J.-C.D. : Les institutions sont obligées de monter des dispositifs, comme les programmes intergénérationnels, parce que notre société a oublié des fondamentaux. Dans le monde, cinq zones bleues, Okinaya au Japon, Nicoya au Costa Rica, Ikania en Grèce, Loma Linda aux Etats-Unis et un village de Sardaigne. ont une moyenne de centenaires plus élevée qu’ailleurs. Qu’y a-t-il de commun entre ces territoires ? C’est très simple: les gens y ont des nourritures saines et frugales, mais variées. Naturelles car souvent ils ont encore leur petit jardin, ce qui veut surtout dire qu’ils ont une activité physique, modérée, qu’ils sont chez eux, dans leur village. Ils conservent donc des liens sociaux, dans une vie routinière et pas stressante. On tient aujourd’hui de plus en plus compte de l’effet de notre environnement, dans ses multiples acceptions, sur nos gènes, de sorte qu’une pathologie va se développer ou non. C’est l’épigénétique. Nous en parlerons aux EME. Je pense aussi qu’il faut laisser les personnes âgées faire elles-mêmes des choses plutôt que les faire pour elles. Elles retrouvent l’esprit d’initiative et une raison d’être.

Comment la charte trouve-t-elle sa place dans les EME ?

L. B. : Nous avons lancé un concours entre les communes signataires de la charte pour valoriser leurs actions ; il récompensera 3 lauréats dans chacune des 3 catégories : Bien vieillir chez soi, Bien viellir l'esprit en éveil et Bien vieillir Ensemble. Les projets sélectionnés seront présentés en juin sur le plateau télé des Entretiens médicaux d’Enghien, et le palmarès final sera dévoilé lors du colloque du 12 octobre.

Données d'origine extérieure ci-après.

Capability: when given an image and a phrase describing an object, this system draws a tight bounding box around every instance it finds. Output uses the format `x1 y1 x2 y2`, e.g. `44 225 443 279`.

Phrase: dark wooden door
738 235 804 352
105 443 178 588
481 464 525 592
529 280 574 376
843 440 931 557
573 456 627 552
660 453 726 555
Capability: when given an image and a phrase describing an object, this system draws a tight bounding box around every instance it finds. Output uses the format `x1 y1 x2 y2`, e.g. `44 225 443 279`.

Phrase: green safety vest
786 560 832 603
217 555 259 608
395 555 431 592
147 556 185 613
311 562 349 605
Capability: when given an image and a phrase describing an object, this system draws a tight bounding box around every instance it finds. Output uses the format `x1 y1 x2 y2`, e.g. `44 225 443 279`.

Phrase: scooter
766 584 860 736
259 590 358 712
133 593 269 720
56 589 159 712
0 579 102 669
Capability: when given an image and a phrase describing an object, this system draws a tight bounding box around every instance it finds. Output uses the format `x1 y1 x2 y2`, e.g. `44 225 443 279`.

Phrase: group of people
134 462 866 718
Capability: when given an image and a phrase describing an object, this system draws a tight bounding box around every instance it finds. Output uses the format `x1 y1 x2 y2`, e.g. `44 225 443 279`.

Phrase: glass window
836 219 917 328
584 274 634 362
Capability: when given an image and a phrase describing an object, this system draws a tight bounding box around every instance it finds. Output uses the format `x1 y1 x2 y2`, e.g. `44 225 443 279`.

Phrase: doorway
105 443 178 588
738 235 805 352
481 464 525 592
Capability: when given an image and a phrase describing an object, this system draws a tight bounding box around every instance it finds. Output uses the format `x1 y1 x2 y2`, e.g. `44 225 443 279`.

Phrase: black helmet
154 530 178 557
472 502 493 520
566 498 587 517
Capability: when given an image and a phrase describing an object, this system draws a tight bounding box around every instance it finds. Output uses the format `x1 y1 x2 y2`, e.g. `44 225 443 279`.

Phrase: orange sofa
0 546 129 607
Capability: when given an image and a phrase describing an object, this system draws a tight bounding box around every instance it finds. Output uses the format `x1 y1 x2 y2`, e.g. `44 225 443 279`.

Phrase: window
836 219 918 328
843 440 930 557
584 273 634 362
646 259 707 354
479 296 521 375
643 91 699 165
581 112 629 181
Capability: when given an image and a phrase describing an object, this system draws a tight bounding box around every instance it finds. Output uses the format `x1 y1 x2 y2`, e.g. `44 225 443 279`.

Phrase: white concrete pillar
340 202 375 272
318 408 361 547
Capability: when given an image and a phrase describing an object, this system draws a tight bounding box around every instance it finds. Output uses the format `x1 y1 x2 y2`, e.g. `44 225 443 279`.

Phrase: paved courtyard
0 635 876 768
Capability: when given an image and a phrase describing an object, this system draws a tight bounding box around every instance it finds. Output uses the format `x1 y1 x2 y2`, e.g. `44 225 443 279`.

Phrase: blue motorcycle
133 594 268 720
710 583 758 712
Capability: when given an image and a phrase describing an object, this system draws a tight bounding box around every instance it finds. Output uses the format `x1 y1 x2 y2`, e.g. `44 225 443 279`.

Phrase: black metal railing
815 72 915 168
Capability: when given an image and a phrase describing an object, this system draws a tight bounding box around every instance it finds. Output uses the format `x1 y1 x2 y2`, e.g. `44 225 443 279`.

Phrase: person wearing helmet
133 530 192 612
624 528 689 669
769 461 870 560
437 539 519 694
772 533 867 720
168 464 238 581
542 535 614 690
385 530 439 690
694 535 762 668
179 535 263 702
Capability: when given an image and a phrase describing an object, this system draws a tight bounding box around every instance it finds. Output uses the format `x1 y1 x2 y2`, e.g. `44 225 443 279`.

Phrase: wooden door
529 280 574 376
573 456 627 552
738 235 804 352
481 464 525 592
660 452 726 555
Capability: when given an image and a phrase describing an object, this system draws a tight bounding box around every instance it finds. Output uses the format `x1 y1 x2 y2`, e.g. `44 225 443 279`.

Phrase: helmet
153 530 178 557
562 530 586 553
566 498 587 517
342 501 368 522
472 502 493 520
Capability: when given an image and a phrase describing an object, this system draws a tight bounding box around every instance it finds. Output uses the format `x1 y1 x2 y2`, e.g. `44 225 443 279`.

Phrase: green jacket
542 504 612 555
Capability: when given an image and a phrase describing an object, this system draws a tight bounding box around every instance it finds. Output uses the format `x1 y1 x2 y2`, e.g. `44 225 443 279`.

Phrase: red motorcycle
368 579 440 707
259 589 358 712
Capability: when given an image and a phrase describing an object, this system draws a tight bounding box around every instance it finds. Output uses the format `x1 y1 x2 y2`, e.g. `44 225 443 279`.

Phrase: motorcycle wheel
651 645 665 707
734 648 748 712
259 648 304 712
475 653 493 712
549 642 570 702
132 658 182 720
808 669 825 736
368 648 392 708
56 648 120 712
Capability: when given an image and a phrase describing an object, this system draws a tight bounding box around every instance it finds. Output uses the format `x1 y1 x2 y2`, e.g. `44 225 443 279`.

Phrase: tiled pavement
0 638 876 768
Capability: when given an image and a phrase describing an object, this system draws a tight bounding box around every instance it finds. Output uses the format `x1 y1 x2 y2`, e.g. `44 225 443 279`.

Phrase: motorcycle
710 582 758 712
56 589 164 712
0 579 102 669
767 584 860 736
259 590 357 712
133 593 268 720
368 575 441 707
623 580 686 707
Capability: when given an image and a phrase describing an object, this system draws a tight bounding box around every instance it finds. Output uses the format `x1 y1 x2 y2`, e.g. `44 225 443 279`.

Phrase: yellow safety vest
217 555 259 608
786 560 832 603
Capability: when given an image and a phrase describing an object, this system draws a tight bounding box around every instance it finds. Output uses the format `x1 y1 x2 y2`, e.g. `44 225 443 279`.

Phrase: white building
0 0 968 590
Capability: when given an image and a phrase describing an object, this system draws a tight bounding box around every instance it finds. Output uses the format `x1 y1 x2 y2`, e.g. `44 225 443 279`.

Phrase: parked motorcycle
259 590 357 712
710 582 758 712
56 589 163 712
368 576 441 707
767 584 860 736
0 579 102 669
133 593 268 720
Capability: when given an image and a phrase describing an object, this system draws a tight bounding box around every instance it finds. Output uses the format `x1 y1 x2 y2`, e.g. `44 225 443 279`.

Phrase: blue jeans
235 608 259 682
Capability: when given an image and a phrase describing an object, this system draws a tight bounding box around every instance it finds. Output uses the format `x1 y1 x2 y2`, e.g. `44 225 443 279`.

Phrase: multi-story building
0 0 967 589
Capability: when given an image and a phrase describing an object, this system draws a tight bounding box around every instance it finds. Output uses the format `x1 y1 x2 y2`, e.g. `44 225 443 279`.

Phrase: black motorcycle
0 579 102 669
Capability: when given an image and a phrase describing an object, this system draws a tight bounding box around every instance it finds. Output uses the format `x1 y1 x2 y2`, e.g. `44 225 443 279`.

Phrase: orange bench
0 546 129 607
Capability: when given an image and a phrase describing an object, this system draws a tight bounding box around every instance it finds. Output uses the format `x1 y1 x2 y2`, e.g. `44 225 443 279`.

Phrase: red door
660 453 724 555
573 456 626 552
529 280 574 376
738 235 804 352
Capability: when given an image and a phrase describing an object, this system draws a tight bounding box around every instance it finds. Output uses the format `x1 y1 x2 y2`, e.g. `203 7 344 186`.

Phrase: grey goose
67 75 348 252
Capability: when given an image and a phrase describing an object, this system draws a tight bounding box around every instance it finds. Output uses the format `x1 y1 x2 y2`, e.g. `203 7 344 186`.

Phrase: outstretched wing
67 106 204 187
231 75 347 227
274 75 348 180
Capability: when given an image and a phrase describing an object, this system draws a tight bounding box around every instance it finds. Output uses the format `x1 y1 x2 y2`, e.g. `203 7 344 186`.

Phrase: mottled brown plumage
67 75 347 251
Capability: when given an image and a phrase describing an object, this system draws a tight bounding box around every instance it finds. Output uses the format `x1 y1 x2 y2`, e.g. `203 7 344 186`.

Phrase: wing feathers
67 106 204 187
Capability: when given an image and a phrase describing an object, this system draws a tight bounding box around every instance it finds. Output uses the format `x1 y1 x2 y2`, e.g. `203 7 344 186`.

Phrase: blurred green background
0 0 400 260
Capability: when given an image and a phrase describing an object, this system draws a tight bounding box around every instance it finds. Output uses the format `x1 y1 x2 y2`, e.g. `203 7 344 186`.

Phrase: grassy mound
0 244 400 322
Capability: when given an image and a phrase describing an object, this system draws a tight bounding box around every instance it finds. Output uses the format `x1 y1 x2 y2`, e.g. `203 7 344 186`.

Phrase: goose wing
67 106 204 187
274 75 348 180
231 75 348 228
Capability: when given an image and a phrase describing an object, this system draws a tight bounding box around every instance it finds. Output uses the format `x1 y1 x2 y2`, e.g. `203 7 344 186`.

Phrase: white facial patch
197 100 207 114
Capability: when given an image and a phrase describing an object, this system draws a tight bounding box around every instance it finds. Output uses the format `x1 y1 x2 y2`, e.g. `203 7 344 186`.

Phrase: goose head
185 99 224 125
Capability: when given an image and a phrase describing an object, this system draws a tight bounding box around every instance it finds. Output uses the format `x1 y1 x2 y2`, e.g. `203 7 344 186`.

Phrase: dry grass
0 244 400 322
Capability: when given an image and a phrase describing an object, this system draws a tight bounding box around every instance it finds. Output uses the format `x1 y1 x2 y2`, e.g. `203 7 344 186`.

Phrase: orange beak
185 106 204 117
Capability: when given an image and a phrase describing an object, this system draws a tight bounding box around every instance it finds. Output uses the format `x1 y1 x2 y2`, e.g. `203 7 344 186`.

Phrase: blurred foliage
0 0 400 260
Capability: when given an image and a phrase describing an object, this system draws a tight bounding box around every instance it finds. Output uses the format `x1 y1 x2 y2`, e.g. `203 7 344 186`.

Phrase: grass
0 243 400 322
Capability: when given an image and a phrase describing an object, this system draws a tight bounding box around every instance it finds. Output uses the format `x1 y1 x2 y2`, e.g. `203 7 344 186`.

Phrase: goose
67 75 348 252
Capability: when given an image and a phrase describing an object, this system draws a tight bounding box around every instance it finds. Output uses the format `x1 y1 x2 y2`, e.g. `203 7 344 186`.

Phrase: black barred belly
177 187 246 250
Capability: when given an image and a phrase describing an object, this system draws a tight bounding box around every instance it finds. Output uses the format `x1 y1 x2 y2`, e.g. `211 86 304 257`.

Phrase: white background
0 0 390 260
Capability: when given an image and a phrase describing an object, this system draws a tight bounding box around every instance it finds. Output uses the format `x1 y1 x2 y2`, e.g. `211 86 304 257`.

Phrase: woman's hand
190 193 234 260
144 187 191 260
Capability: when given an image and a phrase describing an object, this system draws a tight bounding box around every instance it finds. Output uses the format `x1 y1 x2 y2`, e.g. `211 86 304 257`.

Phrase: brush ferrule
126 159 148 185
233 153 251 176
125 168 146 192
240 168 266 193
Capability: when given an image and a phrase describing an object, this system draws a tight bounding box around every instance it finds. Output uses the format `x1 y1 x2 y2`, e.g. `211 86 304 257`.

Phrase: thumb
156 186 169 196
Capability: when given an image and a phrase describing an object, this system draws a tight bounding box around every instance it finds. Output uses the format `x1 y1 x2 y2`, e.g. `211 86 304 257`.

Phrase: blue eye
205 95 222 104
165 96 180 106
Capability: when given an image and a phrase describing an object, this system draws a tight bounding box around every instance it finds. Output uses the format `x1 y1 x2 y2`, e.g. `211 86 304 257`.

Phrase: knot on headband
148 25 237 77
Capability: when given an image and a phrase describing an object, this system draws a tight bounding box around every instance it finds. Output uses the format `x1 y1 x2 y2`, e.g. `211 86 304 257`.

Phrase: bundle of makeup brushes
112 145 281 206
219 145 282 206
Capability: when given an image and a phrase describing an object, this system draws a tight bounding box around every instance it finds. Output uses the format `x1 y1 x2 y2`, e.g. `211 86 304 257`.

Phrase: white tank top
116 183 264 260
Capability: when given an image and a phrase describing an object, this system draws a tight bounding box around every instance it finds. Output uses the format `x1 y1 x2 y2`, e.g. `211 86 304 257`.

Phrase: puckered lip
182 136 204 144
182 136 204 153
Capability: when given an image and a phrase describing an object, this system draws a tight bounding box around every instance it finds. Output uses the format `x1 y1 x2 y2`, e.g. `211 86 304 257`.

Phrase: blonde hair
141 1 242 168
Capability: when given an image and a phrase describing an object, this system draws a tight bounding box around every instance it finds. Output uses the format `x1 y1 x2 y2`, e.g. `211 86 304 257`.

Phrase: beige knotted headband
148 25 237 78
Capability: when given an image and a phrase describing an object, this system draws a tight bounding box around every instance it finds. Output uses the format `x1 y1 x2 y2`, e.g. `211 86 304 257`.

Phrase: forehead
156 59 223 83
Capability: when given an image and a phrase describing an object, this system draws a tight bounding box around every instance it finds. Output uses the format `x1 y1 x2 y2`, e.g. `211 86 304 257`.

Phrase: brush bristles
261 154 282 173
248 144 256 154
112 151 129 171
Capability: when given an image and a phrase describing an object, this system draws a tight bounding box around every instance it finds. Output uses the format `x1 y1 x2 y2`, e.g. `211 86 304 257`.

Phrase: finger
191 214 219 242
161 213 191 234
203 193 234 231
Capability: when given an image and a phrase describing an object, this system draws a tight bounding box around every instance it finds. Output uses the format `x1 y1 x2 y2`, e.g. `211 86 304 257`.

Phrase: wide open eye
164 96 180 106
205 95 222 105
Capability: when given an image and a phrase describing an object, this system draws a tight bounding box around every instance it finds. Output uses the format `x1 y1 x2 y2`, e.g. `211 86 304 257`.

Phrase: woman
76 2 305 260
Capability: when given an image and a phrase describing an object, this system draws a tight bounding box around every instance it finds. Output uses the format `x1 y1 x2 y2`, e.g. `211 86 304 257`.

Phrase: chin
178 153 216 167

J.-C.D. : La première action de prévention, c’est l’information. Dans tous les domaines médicaux d’ailleurs et pas seulement dans celui du bien vieillir. Or les médecins sont formés à traiter plutôt qu’à prévenir ; on ne les consulte pas pour ça. L’information doit donc être assurée par des relais comme nous. Nous réalisons par exemple une petite capsule « 2 minutes pour comprendre » qui donne des conseils pratiques, ça peut avoir . Dans les Entretiens médicaux d’Enghien, nous tenons beaucoup à la mixité : les professionnels de santé, les techniciens et le grand public. Celui-ci doit découvrir les progrès des connaissances. Dans les stands nous montrerons des produits innovants, qui apportent une vraie amélioration ; dans les conférences, nous ne traiterons pas des pathologies mais au contraire des thérapies qui permettent de les vaincre. C’est délibéré. Dans mes émissions, à un public qui compte des malades, je veux délivrer un message positif. La vieillesse nous fascine et nous angoisse. Pourtant, nous avons aujourd’hui plus que jamais les moyens de bien vieillir.